Desde que os romeiros são romeiros que dos seus xailes caiem fios no chão das estradas, igrejas e casas por onde passam. Um pormenor, sem a mínima importância, que este ano me fez refletir e rezar.

Não houve dia, em que eu não encontrasse um ou mais fios dos xailes destes irmãos na fé que estavam em peregrinação quaresmal. Nos mais díspares e distantes lugares, da nossa ilha, encontrei-me com um silencioso e recatado rasto de fé.

Cada fio falava-me de uma vida, de várias vidas confiadas a Deus durante aqueles dias. No meu coração e mente, fiz de todos eles um novelo de oração, penitencia e partilha porque são destes fios que se fazem uma romaria. Quando chegou o momento de catalogar e guardar esta minha vivência quaresmal escolhi coloca-la no cesto dos Testemunhos. E porquê? Não por ser um dos muitos testemunhos de fé que a Igreja, povo de Deus, no anonimato dos seus fiéis me oferece continuamente, mas porque denunciavam a urgência e o modo como devemos testemunhar o Mestre dos mestres, Jesus Cristo.

Não há hora nem lugar determinado, todo o tempo e espaço é propício para darmos testemunho de Jesus. Não é dia sim, dia não. É em cada dia, na normalidade das nossas vidas, muitas vezes sem nos apercebermos, que as nossas palavras, gestos e escolhas são autênticos fios que marcam a diferença num quotidiano cada vez mais inferente ao amor a Deus e ao próximo.

A propósito, ainda trago na oração o adolescente do Paquistão, com apenas 14 anos, que na semana passada, não hesitou em afirmar-se cristão perante um grupo de adolescentes muçulmanos que responderam à sua coragem com a cobardia de o queimarem vivo. Nauman Masih deu a vida pelo Cordeiro de Deus que se imolou para nossa salvação. Sem dúvida, um mártir dos nossos dias.

Seria eu capaz? Não sei. Sinceramente… não sei!

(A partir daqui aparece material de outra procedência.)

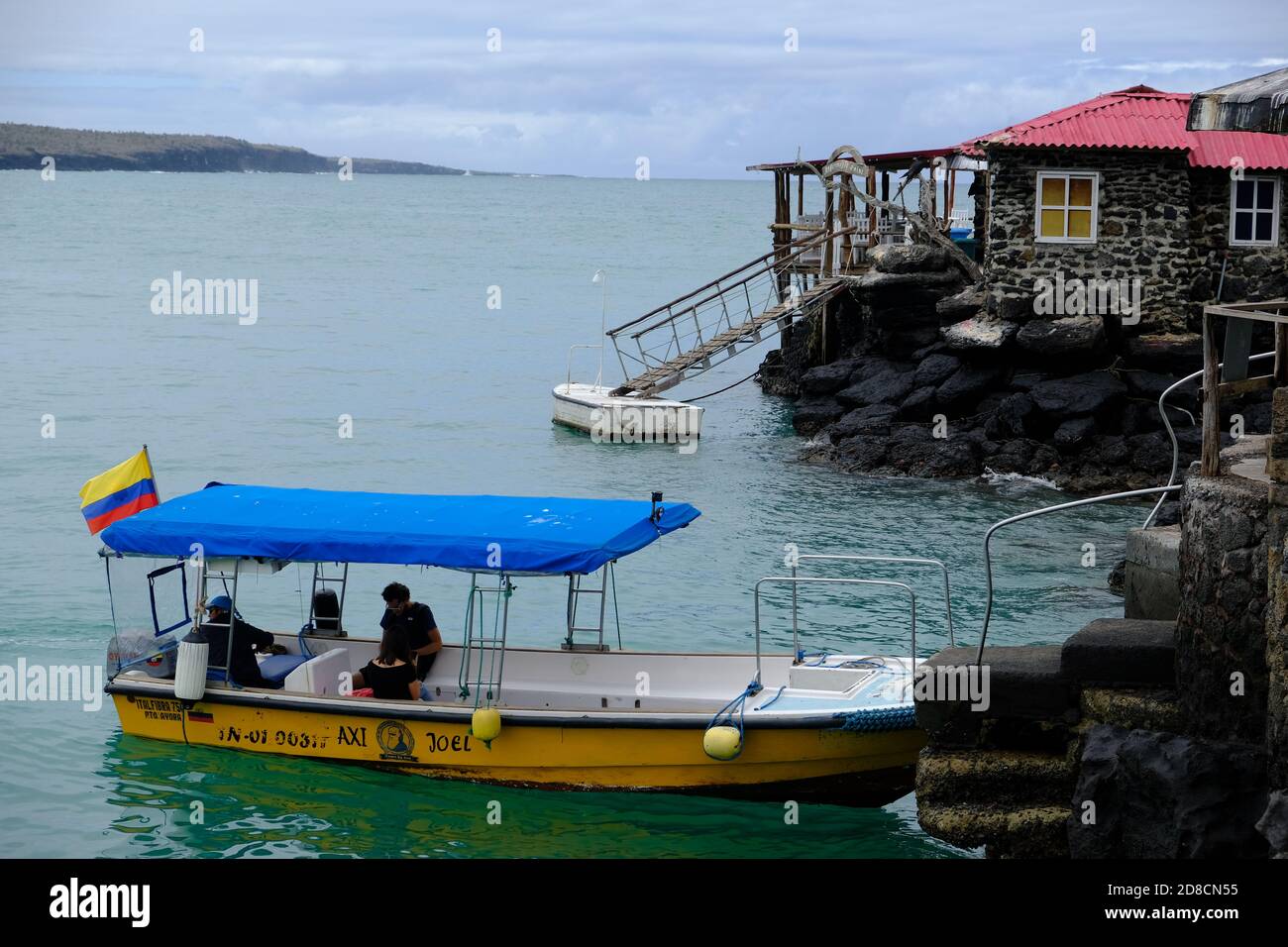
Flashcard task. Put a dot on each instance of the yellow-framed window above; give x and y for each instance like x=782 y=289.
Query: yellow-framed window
x=1067 y=206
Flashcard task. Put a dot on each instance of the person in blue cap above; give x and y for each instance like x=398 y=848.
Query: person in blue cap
x=246 y=638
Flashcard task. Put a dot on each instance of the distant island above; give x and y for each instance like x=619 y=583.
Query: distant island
x=76 y=150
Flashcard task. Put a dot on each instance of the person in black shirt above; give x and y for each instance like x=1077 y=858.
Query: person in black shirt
x=416 y=620
x=246 y=639
x=391 y=676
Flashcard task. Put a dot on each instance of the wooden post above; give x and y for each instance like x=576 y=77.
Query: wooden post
x=1280 y=355
x=828 y=226
x=1211 y=459
x=982 y=231
x=949 y=196
x=844 y=213
x=872 y=211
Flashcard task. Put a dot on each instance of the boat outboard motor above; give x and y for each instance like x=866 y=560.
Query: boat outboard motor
x=326 y=613
x=189 y=673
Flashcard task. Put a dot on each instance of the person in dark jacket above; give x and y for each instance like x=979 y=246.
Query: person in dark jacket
x=246 y=639
x=417 y=622
x=391 y=676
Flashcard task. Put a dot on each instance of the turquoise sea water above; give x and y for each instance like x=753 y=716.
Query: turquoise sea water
x=373 y=303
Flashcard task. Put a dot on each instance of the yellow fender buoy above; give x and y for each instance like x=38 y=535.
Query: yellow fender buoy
x=485 y=724
x=721 y=742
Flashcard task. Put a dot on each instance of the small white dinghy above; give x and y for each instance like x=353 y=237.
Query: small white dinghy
x=626 y=419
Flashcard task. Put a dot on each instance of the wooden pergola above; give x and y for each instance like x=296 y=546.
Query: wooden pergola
x=840 y=205
x=1231 y=375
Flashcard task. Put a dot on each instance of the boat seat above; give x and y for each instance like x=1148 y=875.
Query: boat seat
x=275 y=667
x=320 y=674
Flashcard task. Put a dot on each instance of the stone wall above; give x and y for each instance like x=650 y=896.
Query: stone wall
x=905 y=375
x=1144 y=231
x=1222 y=628
x=1276 y=612
x=1252 y=273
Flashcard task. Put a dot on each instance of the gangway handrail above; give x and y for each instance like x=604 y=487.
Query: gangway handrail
x=1171 y=433
x=795 y=579
x=720 y=291
x=758 y=262
x=1029 y=514
x=900 y=560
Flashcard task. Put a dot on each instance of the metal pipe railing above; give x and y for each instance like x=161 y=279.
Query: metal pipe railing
x=900 y=560
x=995 y=527
x=794 y=581
x=1167 y=423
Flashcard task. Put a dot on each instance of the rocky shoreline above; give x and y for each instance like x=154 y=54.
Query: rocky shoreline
x=909 y=375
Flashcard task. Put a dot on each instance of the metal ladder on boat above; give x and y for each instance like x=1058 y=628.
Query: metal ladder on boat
x=576 y=589
x=697 y=331
x=483 y=661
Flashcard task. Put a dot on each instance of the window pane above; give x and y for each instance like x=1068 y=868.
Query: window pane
x=1052 y=192
x=1080 y=223
x=1263 y=222
x=1243 y=226
x=1265 y=195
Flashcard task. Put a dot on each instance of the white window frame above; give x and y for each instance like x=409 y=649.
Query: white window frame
x=1095 y=206
x=1274 y=213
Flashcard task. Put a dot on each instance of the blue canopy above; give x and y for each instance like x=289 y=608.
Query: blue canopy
x=493 y=534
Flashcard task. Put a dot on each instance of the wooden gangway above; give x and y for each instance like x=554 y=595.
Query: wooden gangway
x=713 y=322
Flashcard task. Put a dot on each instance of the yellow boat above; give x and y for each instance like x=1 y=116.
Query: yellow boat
x=822 y=727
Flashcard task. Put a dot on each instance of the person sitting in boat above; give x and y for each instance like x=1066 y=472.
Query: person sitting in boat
x=391 y=676
x=246 y=639
x=417 y=622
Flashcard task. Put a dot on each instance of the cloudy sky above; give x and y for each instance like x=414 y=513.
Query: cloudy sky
x=700 y=89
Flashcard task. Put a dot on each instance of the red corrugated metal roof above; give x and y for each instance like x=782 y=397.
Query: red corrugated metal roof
x=1138 y=118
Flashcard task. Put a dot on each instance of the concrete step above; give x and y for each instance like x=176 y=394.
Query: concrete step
x=1151 y=585
x=1000 y=777
x=1026 y=702
x=1020 y=831
x=1122 y=652
x=1132 y=710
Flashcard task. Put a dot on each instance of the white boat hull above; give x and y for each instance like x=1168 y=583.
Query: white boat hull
x=591 y=408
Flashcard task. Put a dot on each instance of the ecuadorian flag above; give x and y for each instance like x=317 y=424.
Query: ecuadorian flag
x=119 y=492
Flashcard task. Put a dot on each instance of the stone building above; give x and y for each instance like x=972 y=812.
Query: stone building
x=1119 y=189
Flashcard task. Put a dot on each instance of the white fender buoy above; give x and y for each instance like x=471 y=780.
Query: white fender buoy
x=189 y=673
x=721 y=742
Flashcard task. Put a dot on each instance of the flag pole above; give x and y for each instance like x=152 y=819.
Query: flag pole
x=154 y=474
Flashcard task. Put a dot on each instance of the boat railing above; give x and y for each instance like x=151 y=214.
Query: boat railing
x=1171 y=433
x=581 y=346
x=811 y=579
x=888 y=560
x=1042 y=510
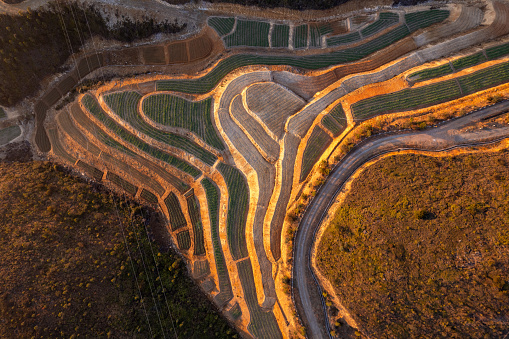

O fato é que nunca fui confrontado com tamanha adversidade, mas tenho a certeza de que perante outras adversidades que me desafiam igualmente a testemunhar Aquele que é a razão da minha fé, tenho que responder com a mesma ousadia e confiança, porque se não o fizer a minha adesão a Jesus será incompleta.

Perante esta certeza, Romeiros e não Romeiros, todos os cristãos, têm de dar razões da sua fé. Uma vez que o Reino de Deus tece-se com os fios, singelos e aparentemente insignificantes, de verdade, de justiça e do amor com que vamos marcando a nossa passagem, a nossa existência. Com estes fios não se fazem enredos, mas novelos, verdadeiramente, da vida real, que vale a pena seguir nos écrans da vida.